The wide-field microscope analysis shown in Figure 8 suggested that the full N66 fragment produced preferential targeting to F-actin located in dendrites and spines, whereas the N9-52 fragment also labeled axons and growth cones. To explore further this apparent F-actin dependent mechanism of polarized targeting of ITPKA in neurons, we performed deconvolution confocal microscopy on cells cotransfected with GFP-tagged N66, N9-52, N15-66 or GFP alone—together with RFP as a cytosolic marker. Cells were fixed and then additionally labeled with fluorescent phalloidin in the far-red channel to allow comparison of the constructs with a cytosolic marker and an F-actin marker simultaneously. We focused on axons and growth cones, because the F-actin microstructure is difficult to discern in these small compartments using a wide-field microscope. In confirmation of our preliminary impressions, N66 seldom labeled growth cones (defined morphologically), except rarely in very highly expressing cells (Figure 9A). By contrast, N9-52 prominently labeled F-actin in growth cones in almost every transfected neuron (Figure 9B). The N15-66-GFP and GFP alone were both colocalized with the soluble marker and not with phalloidin, consistent with our biochemical, morphological, and photobleaching studies. Although thin-caliber axons are not considered to be F-actin–rich structures, they do contain F-actin, which is important for regulating microtubule polarity (Hasaka et al., 2004). Our experiments suggest the presence of putative F-actin “hotspots” in the axon, which are labeled by N9-52. Additional live cell experiments below indicate that axons contain labile and dynamic regions, which can be visualized with N9-52-GFP (Figure 10).

ITPKA-mediated F-Actin Bundling Regulates F-Actin Motility in Dendritic Spines

To evaluate the consequences of the ITPKA interaction with F-actin, we examined the motility of ITPKA F-actin–binding fragments in live neurons. We collected time-lapse movies of 18 DIV neurons expressing either the full N66 binding/bundling domain or the N9-52 binding domain (Figure 10, and Supplementary Movies 4 and 5).

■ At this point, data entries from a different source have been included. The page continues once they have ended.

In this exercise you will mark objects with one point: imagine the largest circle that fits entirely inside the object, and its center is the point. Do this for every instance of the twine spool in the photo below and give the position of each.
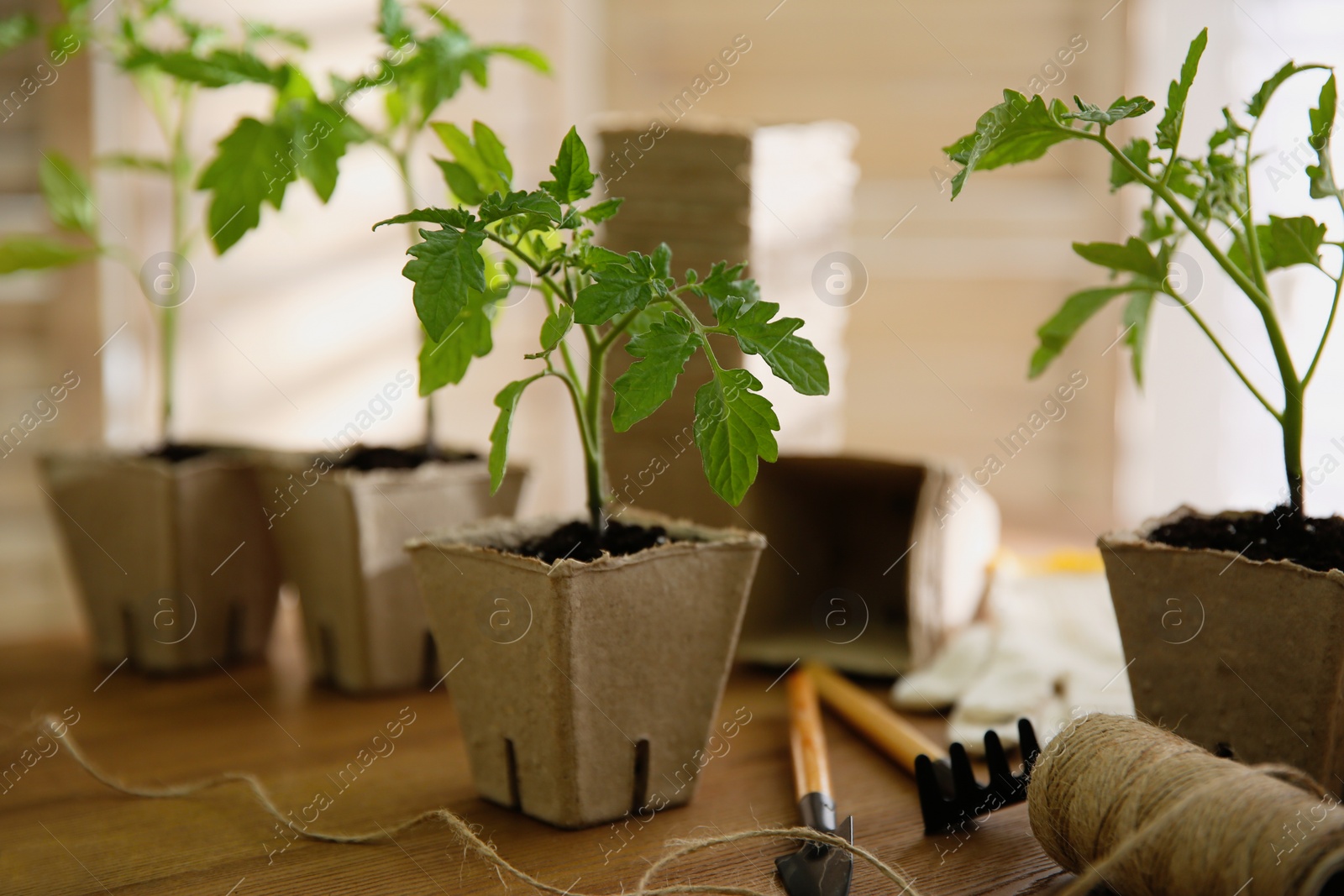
(1147, 813)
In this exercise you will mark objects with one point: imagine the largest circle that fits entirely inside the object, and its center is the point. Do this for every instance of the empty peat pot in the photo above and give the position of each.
(340, 528)
(1243, 658)
(170, 553)
(584, 687)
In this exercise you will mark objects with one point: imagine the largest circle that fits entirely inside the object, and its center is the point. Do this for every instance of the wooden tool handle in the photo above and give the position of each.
(806, 741)
(871, 718)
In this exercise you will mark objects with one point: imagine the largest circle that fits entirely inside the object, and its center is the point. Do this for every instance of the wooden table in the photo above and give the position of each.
(62, 832)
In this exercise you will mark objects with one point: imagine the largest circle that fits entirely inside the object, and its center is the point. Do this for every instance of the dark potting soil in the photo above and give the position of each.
(383, 458)
(580, 542)
(1316, 543)
(176, 453)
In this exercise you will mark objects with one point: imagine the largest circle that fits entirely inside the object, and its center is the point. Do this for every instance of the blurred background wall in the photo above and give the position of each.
(288, 338)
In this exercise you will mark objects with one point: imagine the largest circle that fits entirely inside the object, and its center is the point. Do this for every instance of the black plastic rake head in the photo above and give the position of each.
(952, 799)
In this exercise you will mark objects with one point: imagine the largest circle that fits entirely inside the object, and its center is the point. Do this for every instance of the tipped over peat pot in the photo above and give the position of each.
(170, 553)
(340, 526)
(1241, 653)
(582, 687)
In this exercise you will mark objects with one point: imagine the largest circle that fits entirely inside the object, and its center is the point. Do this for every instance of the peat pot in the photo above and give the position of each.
(171, 557)
(1243, 658)
(586, 691)
(340, 532)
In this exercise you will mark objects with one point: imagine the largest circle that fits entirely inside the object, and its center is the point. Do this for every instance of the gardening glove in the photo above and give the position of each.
(1047, 649)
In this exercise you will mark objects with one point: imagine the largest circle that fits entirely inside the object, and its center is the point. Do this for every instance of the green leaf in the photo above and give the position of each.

By 18 DIV most of the neurons in the cultures display mature spines, which possess a discernable head and neck. To visualize motility, we created motility-grams, in which pixels that changed intensity between successive frames over the course of the time-lapse movie are shaded in red and then overlaid on the average neuronal fluorescence. F-actin motility visualized by N66 was largely constrained to the spine heads, and few regions of motility could be observed in axons (Figure 10, left side, and Supplementary Movie 4). By contrast, the 9-52 construct was a general marker of F-actin motility throughout the neurons and indicated extensive actin motility in spines and growth cones (Figure 10, right side, and Supplementary Movie 5).

High-magnification images of the spine morphologies and motile regions visualized by the two constructs (Figure 10, C–F) indicated that in both cases motility could be observed in dendritic spines (DS). However, the dendritic necks were obviously longer in the presence of N66 and the sites of motility were polarized toward the spine tips. Stubby spines, with small or absent dendritic necks, were rarely observed in the case of N66 expression, but were common when N9-52 was expressed. By contrast, the N9-52 construct showed the highest motility not in spines, but in axons. These “flares” of N9-52–labeled fluorescence would appear and disappear, as they transiently emanated from the axons and then retracted (Figure 10, E and F, and Supplementary Movie 5). In general, N66 expression and motility exhibited far more polarity than N9-52, both at the level of axons versus dendrites and also at the level of the spine head.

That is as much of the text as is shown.